Young gave a mocking laugh. “This is all a fantasy. You’re making it up.”
“No, I’m not,” said Bruno. “You got to the chartreuse around midnight, and you sat beside the pool with Sylvestre, under those outdoor heaters. You were drinking Drambuie, him a lot more than you. And he was smoking joints. He was celebrating because he’d beaten you. He knew where the Bugatti was, and he’d just signed a contract with the owner of this amusement park to buy the place along with all its contents.
“He had one of his Bugatti books there on the table with him and, knowing Sylvestre, he probably started to gloat about how smart and rich he was and to mock you for having failed. You sat there, taking his taunts, getting angrier and angrier, trying to hold it in. When he went to the pool something inside of you snapped. You pushed him, jumped in after him and held his head underwater until he drowned.”

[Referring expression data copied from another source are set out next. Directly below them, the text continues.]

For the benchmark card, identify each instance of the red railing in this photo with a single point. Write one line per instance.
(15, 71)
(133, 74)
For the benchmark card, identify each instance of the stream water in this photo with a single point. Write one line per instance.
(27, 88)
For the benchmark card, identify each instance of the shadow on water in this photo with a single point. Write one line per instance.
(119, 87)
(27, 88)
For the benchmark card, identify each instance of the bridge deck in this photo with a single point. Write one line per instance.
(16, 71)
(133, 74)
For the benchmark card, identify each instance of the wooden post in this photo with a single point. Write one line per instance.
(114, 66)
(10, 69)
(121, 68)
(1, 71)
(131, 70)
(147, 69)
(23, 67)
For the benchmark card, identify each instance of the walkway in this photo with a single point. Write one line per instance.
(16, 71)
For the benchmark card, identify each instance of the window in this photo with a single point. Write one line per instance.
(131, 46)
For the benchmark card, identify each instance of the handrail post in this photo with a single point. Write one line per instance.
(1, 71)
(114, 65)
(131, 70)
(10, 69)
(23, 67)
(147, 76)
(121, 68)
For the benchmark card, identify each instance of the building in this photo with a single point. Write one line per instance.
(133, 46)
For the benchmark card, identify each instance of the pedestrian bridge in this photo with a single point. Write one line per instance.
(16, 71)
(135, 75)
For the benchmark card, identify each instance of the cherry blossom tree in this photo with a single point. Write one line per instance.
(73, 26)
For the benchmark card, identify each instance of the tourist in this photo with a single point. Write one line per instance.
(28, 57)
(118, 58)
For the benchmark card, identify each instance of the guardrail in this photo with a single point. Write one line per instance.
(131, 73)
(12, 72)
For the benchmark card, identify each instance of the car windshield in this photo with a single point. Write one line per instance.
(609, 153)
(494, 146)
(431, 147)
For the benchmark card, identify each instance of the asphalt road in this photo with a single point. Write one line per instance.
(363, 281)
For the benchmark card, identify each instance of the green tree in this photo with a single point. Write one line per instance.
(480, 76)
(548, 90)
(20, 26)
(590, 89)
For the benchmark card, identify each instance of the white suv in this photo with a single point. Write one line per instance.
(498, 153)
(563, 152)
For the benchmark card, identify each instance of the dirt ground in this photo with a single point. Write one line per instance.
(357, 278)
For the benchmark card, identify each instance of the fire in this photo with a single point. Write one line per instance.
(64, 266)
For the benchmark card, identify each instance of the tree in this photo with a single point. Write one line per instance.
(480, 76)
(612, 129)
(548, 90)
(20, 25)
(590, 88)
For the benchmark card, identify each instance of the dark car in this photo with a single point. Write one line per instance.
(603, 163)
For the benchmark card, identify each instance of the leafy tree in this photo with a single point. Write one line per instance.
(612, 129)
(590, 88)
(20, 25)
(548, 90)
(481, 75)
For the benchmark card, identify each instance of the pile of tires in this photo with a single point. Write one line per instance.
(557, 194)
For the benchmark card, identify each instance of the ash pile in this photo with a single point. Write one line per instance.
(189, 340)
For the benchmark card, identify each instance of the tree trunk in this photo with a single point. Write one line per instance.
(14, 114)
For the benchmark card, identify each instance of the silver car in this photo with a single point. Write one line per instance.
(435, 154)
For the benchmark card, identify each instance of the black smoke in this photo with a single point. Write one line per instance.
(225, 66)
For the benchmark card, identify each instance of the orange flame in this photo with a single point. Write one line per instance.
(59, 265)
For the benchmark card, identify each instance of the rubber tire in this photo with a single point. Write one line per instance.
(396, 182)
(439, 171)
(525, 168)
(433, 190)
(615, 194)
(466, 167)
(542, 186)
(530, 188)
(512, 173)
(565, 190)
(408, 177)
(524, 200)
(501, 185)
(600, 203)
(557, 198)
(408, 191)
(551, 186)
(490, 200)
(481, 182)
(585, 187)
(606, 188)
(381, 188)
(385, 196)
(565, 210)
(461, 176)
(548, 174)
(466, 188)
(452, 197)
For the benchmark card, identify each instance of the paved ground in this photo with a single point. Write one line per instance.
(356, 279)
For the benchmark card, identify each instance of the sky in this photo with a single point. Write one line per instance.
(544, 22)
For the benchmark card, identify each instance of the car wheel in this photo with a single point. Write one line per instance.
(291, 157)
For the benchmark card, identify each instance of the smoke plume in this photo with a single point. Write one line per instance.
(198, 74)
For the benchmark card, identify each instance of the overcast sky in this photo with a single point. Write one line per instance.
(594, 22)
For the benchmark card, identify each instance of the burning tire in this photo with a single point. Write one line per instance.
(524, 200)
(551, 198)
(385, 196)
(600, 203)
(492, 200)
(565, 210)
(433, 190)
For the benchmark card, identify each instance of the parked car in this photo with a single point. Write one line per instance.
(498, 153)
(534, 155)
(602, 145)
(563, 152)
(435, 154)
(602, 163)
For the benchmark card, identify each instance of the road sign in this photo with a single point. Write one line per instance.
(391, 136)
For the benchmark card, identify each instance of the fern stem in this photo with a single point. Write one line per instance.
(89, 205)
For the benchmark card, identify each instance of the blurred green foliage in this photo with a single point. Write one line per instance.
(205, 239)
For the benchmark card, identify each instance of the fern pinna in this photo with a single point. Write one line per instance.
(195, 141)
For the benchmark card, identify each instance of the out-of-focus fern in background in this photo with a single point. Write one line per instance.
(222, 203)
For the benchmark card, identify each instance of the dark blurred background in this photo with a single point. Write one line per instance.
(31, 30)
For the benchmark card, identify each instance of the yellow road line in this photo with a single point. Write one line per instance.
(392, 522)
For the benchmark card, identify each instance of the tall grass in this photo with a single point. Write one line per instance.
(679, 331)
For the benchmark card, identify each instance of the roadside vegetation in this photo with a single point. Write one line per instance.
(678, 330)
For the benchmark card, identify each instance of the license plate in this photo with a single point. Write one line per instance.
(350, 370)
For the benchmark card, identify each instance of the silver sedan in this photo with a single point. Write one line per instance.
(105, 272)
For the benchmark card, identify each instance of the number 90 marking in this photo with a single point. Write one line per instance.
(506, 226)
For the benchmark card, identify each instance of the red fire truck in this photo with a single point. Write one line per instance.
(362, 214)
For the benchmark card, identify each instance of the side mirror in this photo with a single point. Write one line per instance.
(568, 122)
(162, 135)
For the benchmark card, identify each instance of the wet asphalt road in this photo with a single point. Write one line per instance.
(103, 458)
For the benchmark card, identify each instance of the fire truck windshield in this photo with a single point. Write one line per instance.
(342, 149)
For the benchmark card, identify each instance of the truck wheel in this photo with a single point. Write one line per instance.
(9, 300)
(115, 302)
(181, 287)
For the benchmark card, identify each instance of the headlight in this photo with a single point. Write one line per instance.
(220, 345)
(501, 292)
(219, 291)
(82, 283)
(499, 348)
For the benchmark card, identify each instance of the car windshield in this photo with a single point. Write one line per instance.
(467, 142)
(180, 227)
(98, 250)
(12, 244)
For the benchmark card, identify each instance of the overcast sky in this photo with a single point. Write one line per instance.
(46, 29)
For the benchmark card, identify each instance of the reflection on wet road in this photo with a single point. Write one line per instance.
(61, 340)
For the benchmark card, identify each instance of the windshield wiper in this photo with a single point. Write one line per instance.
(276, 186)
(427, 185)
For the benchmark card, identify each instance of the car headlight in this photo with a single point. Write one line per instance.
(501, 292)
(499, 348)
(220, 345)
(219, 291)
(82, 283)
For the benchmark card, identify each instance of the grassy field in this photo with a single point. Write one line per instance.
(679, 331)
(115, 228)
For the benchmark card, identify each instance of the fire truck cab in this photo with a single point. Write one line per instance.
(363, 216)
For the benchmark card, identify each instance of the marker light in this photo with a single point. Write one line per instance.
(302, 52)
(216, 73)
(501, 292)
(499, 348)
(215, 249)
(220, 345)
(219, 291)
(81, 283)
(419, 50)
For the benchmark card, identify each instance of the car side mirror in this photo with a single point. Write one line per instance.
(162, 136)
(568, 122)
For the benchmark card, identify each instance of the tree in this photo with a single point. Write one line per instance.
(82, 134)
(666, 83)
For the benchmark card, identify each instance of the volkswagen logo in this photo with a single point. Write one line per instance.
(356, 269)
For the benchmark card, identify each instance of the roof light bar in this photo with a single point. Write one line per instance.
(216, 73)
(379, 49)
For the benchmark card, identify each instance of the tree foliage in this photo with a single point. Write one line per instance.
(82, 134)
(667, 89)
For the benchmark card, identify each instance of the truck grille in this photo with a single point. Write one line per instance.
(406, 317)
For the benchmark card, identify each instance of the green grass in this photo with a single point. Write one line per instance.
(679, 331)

“You have no evidence for this outlandish story,” Young said.
“Yes, we do. And now we’ll take you to the gendarmerie to test your DNA, and I’m pretty sure we’ll match it to the traces on the Drambuie glass.”
“Not so,” Young shouted, triumphantly, shaking his head.
“You were about to admit everything by saying that you cleaned it before you left. I know. And I doubt whether we’ll find any traces of you on the joints. That was Sylvestre’s little vice, not yours. You don’t even smoke. But you forgot one important thing.”
“What do you mean? I admit nothing.”
“You forgot the towel on which you dried your hair when you came out of the pool after killing him. That’s what will convict you. Too bad, while you’re in prison the Bugatti will be restored and looking magnificent.”